Ela quer dizer que a coisa mais importante para quem se envolve com a filosofia é estar comprometido com seu próprio pensamento. Então, se na prática da filosofia, o pensamento me levar para uma direção, meu compromisso é com aquilo que está indicado e não com o meu bem-estar pessoal, doa a quem doer.
Assim, na prática da filosofia posso concluir, por exemplo, que o mais correto é viver uma vida sem sofisticação, em um meio rural relativamente isolado. É óbvio que eu deveria abdicar de um grande número de coisas que, agora, constituem um estilo de vida considerado normal: meios de comunicação de massa, oferta de alimentos, habitação, sistema de saúde, proximidade com a família etc.
Abdicar de todas essas coisas certamente não corresponde ao conceito usual de busca da realização existencial, mas pode corresponder perfeitamente a um princípio de vida a que alguém chega por meio do pensamento livre.
Questão-chave
A questão-chave com a filosofia é justamente a extrema liberdade, o fato de que ela não possui compromissos sólidos com a normalidade, com o senso comum, com os valores praticados por uma comunidade, com as práticas políticas vigentes, com a moralidade praticada.
Isso não significa que os filósofos são contra todas essas coisas.

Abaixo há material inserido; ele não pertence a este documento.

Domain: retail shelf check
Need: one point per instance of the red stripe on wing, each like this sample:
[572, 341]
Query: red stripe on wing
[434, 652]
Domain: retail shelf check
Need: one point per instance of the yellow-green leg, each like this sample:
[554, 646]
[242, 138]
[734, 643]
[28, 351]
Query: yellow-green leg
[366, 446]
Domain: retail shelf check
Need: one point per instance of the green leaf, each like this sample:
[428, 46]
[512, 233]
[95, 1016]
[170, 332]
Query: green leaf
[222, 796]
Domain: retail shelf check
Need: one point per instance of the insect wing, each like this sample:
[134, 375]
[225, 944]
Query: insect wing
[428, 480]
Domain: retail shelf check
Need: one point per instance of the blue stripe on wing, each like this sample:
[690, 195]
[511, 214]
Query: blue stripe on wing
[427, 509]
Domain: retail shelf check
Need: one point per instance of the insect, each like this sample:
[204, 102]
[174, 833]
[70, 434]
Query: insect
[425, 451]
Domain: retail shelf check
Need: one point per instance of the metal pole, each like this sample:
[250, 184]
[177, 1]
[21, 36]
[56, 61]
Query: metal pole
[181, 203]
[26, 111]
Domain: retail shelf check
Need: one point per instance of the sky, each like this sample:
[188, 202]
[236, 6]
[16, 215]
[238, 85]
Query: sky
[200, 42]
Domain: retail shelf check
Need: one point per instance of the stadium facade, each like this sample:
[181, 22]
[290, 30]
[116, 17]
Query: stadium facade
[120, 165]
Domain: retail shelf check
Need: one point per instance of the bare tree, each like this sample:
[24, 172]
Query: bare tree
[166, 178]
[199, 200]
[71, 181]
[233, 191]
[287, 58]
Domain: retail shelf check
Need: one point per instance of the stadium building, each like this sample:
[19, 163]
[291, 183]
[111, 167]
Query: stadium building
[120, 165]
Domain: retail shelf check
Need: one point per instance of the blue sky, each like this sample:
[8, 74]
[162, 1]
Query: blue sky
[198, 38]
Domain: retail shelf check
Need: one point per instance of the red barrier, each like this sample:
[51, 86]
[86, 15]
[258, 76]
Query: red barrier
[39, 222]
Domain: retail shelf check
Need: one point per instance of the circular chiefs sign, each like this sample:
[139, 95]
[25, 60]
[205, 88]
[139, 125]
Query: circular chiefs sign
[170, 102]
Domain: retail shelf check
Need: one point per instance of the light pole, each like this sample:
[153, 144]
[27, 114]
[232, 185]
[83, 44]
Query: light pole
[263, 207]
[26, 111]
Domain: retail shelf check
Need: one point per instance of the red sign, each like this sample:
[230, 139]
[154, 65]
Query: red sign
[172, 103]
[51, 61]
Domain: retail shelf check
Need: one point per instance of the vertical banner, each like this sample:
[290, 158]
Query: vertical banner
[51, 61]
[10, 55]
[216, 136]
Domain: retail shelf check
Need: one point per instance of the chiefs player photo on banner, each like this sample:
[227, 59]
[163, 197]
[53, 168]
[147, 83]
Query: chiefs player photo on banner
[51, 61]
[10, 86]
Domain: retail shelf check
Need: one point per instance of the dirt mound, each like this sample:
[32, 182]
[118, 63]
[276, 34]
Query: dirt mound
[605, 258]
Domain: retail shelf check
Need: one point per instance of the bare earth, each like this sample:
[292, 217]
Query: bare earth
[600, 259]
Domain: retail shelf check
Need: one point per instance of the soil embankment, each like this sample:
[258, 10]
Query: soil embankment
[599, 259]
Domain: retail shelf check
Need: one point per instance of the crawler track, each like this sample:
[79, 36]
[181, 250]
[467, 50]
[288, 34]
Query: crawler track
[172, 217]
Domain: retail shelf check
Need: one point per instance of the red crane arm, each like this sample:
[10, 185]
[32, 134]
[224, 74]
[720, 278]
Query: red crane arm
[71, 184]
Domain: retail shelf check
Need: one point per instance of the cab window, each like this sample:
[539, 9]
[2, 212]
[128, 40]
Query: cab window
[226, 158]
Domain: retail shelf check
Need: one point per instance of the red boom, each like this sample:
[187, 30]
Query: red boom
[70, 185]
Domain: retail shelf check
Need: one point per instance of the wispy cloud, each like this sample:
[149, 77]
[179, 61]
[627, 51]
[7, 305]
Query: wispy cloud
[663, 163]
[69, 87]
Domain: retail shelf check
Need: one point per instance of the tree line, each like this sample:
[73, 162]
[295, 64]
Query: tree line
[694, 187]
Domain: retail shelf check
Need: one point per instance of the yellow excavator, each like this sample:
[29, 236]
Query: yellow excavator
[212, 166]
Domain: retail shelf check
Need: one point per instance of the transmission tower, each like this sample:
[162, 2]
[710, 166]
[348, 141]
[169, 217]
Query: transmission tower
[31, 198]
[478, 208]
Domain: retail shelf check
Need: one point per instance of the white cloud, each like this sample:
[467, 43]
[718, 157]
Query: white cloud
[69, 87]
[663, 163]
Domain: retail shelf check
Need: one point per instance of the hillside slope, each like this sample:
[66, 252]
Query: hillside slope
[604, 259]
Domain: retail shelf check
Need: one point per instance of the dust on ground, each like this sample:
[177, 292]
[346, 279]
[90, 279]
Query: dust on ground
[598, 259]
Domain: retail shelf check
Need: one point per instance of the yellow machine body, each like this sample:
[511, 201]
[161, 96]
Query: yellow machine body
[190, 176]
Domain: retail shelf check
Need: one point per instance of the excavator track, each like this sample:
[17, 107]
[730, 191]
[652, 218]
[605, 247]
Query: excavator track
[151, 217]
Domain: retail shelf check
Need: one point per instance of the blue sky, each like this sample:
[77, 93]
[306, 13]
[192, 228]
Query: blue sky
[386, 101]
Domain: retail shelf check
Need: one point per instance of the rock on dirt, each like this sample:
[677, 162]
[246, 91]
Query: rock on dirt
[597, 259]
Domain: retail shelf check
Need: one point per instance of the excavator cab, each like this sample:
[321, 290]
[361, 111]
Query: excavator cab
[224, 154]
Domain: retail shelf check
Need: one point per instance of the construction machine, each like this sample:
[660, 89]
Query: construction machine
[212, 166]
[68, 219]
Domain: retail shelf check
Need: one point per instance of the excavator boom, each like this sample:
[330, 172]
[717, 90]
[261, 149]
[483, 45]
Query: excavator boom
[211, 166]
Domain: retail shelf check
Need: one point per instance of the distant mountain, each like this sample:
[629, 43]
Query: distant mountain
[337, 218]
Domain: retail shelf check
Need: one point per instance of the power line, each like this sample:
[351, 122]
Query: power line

Isso significa que a prática da filosofia nos obriga a pensar por conta própria. A partir disso, qualquer hipótese se torna possível, desde que se chegue a ela através do pensamento. Pode ser que a prática da filosofia termine em mal-estar, a depender do rumo que se tome. Pensar é sempre um risco!
Claro que qualquer um pode pensar sem abrir mão de seu compromisso com o bem-estar próprio. Não há nada de errado com isso. Isso só não é filosofia. Se você que usar a filosofia para viver bem, deve considerar os riscos que existem na liberdade. Mas pode ser também que viver a liberdade se torne mais importante que viver uma vida boa.